The Principles of Psycho Circus: Killjoy (Trent Haaga, bottom left),
 Samantha (Victoria Levine, bottom right), Punchy (Al Burke, top left) and Freakshow (Tai Chan Ngo)

"Killjoy's Psycho Circus" brings back not only the majority of the stars from the last entry in this long-running Full Moon series, but writer/director John Lechago is once again at the helm. As with the previous two films in the series, Lechago and his cast take viewers on a wild four-color ride of insanity and hilarity. There's very little left of the Killjoy's horror roots here--except for the macabre deaths he visited upon the guests who appear on his show--but in its place is a steady stream of foul-mouthed humor and biting satire directed at the entertainment industry at large and Full Moon's own products in particular. There's a solid belly laugh every few minutes, and long-time Full Moon fans will be smiling throughout the picture.

Once again, Trent Haaga is spectacular as Killjoy, and he's hilarious playing a caricature of himself as a guest on Killjoy's TV show. Victoria De Mare is once again lots of fun as Batty Boop, even if her role is somewhat reduced... but it's not a bad thing as Full Moon mainstay Robin Sidney turns in an excellent "fake" Batty for the initial parts of the film. This "recasting" is one of many commentaries on the film and TV business scattered throughout this entry and it's one of the best. When the "fake" Batty first appeared, I was a little annoy by the obvious body suit that had replaced the body paint, but once it became clear was was going on, I loved every bit relating to the "replacement" that followed.

I also loved the references to other Full Moon properties, even to the Killjoy series itself as merchandise, as Lechago dealt with the ever-present element of product placement in blatant and hilarious ways (while still fulfilling what I assume were actual product-placement deals with companies outside Band's operation). What would probably have had me rolling my eyes instead had me wiping away tears of laughter. The emphasis on a Hell and demons centered in a world of pulp-magazine style sci-fi in place of the usual mysticism and fire-and-brimstone that was introduced in "Killjoy Goes to Hell" continues here and is ratcheted up even further, as the film's climax unfolds in space, with Killjoy and his clowns serving as the crew on their own rocket ship. It's crazy, and it works beautifully, especially the way it sets up future sequels that can either bring the series back to its horror roots, or spin it even further off into psuedo-sci-fi tomfoolery.

The only complaints I have with "Killjoy's Psycho Circus" is that some characters and their stories are left dangling at the end of the movie.

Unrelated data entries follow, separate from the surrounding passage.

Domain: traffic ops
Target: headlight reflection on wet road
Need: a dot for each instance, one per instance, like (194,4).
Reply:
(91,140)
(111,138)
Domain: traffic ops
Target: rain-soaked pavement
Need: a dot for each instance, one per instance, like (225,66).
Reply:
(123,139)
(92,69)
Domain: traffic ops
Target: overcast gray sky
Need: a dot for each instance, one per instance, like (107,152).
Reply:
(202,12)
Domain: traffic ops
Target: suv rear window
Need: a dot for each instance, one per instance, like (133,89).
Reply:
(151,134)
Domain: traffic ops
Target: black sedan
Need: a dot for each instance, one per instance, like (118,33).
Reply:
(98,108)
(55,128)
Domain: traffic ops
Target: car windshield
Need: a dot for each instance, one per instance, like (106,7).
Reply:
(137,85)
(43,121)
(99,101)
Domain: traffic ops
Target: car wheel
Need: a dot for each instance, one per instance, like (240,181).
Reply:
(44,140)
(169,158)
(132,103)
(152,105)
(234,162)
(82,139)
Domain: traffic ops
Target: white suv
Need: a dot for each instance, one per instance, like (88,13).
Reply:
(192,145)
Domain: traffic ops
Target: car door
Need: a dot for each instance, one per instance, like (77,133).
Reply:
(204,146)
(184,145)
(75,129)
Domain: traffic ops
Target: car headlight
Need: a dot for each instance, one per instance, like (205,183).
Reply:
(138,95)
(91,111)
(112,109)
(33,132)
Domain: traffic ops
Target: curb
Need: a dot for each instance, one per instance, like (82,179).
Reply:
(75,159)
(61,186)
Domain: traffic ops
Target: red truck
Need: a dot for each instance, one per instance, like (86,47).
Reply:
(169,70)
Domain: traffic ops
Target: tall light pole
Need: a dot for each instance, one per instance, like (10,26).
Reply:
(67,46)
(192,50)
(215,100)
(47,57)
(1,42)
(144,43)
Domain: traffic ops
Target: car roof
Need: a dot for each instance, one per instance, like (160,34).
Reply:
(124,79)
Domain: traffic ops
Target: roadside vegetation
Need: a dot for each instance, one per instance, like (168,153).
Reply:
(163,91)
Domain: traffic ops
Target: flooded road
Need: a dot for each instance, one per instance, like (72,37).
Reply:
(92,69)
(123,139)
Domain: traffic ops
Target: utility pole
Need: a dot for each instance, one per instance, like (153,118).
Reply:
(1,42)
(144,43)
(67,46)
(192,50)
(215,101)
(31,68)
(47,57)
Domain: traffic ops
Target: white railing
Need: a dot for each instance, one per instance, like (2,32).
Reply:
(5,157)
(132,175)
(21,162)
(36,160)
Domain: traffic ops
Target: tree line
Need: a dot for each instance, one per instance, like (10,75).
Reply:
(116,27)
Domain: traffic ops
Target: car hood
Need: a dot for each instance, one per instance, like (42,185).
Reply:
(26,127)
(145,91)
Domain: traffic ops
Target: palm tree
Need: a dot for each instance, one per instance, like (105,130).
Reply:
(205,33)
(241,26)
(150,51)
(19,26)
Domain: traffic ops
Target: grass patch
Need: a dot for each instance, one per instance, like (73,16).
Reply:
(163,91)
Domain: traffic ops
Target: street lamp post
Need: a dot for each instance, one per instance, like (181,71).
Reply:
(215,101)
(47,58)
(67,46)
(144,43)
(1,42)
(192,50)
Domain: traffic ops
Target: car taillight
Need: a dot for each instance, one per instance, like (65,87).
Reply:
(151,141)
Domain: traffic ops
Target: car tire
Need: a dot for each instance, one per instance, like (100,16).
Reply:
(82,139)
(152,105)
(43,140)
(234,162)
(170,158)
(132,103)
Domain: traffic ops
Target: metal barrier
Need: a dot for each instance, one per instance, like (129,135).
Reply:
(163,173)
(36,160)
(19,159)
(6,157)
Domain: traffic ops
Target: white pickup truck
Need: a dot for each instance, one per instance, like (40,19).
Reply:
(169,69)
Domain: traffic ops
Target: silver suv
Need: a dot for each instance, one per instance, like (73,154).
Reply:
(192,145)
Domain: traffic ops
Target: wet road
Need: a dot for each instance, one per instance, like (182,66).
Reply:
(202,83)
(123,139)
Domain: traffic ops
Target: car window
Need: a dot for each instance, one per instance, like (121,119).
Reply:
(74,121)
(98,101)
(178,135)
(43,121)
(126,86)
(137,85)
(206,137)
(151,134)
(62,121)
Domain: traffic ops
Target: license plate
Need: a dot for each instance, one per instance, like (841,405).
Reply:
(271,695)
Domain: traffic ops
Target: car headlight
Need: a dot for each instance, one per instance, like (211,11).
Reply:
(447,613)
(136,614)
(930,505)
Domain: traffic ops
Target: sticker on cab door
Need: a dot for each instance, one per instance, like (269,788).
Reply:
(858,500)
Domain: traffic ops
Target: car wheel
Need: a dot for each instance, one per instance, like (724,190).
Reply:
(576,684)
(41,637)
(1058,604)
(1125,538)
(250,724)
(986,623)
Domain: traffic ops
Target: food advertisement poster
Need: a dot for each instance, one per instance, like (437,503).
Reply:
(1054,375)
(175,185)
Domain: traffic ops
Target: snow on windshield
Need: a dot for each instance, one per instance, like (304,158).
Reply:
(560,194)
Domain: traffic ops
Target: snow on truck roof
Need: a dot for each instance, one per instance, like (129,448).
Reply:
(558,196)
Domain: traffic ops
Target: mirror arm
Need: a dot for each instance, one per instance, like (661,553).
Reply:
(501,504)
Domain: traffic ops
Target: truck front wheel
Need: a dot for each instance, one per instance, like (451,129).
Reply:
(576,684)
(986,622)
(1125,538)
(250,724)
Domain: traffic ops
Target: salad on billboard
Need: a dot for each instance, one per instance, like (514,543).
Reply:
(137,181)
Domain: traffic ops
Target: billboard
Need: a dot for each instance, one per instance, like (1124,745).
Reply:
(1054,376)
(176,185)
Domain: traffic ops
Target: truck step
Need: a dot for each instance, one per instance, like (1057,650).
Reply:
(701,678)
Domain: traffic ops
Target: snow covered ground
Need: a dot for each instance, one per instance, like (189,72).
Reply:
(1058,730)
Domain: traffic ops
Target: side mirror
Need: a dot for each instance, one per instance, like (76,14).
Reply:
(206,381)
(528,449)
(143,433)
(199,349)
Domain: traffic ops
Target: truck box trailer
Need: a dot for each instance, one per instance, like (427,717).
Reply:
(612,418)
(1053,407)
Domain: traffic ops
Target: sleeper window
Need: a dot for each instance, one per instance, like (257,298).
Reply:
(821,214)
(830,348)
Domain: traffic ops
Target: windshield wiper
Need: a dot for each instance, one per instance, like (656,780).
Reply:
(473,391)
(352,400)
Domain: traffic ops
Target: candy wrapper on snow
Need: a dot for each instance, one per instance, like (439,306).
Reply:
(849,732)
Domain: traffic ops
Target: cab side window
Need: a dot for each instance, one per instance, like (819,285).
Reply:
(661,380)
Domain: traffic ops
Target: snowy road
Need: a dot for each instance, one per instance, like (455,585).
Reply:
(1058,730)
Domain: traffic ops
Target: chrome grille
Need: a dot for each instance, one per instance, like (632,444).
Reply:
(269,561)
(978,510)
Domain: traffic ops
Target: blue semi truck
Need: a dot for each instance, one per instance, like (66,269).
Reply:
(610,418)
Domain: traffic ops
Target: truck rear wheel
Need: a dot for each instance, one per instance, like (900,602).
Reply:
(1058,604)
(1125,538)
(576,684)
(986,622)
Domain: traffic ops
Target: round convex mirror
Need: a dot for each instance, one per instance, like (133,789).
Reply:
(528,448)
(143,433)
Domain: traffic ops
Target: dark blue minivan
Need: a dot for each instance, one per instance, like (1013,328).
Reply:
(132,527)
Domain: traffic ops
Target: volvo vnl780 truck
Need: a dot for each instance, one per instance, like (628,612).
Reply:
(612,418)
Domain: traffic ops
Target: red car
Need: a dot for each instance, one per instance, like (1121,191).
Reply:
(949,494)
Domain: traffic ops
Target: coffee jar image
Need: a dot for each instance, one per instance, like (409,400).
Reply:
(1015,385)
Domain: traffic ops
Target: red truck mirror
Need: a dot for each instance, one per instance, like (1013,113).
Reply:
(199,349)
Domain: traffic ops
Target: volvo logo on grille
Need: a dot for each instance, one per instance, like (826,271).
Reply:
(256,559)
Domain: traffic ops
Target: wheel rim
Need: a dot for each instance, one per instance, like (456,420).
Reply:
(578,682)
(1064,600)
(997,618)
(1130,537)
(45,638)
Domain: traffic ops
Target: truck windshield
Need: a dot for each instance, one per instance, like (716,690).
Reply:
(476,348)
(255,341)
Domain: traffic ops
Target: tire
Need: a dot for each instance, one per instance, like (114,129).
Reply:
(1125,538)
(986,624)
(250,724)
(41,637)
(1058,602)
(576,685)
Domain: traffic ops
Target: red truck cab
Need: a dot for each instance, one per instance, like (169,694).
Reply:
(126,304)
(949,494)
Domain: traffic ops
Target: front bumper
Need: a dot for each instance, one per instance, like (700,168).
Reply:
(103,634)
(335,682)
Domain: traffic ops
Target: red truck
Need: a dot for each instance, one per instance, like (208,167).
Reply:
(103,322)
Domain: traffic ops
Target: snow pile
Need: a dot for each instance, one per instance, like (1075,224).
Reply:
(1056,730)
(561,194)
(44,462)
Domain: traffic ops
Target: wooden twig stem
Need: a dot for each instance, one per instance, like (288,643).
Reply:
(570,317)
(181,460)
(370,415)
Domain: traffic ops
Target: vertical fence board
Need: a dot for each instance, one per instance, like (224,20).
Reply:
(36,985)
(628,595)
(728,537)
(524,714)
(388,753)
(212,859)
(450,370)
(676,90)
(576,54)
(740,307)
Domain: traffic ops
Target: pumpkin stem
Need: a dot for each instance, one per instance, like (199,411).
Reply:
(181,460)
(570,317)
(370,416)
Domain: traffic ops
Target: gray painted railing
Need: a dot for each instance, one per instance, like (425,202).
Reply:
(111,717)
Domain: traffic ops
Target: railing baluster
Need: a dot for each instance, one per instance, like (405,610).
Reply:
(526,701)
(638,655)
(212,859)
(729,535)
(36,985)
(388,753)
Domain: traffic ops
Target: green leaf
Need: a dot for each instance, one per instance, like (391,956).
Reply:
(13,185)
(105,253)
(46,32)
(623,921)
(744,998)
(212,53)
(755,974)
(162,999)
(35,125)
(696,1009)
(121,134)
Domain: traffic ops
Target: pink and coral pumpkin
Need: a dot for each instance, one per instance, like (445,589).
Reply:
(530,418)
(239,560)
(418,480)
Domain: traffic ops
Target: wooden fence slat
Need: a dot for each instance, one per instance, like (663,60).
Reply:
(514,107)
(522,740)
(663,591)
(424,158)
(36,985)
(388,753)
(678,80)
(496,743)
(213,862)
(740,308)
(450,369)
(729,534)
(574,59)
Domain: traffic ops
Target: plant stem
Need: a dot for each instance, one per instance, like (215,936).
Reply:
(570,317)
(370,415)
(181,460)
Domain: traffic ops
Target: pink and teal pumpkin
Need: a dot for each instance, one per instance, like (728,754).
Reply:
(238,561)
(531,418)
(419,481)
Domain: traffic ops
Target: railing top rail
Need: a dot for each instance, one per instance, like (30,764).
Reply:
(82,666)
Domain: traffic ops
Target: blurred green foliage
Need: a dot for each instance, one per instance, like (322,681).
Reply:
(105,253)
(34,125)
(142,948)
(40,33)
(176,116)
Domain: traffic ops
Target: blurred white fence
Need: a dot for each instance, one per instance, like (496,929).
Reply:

I would have liked to have seen a wrap-up of some sort involving Killjoy's agent and business manager (played by Victoria Levine), not to mention a real pay-off for the running gag of her insisting that Killjoy needed to start selling ice cream on the show. I also wanted to see a better resolution to the "fake" Batty storyline, other than the confirmation that Sidney was playing her "Evil Bong" character playing Batty Boop. A publicity still for the film seemed to indicate that there would be the sort of resolution I would expect the real Batty Boop to visit upon an imposter, but such a scene is not in the film. (There is a confrontation, but it's a disappointingly mild one.)

Real and Fake Batty Boops! (Victoria De Mare, left, and Robin Sydney)

This scene does not appear in the film, but should! (Sydney, left, and De Mare)
In the final analysis, Killjoy's Psycho Circus isn't quite as good as "Killjoy Goes to Hell", but anyone who's enjoyed the previous Lechago-helmed entries in the series will still get a huge kick out of it and should consider it a must-watch release from Full Moon.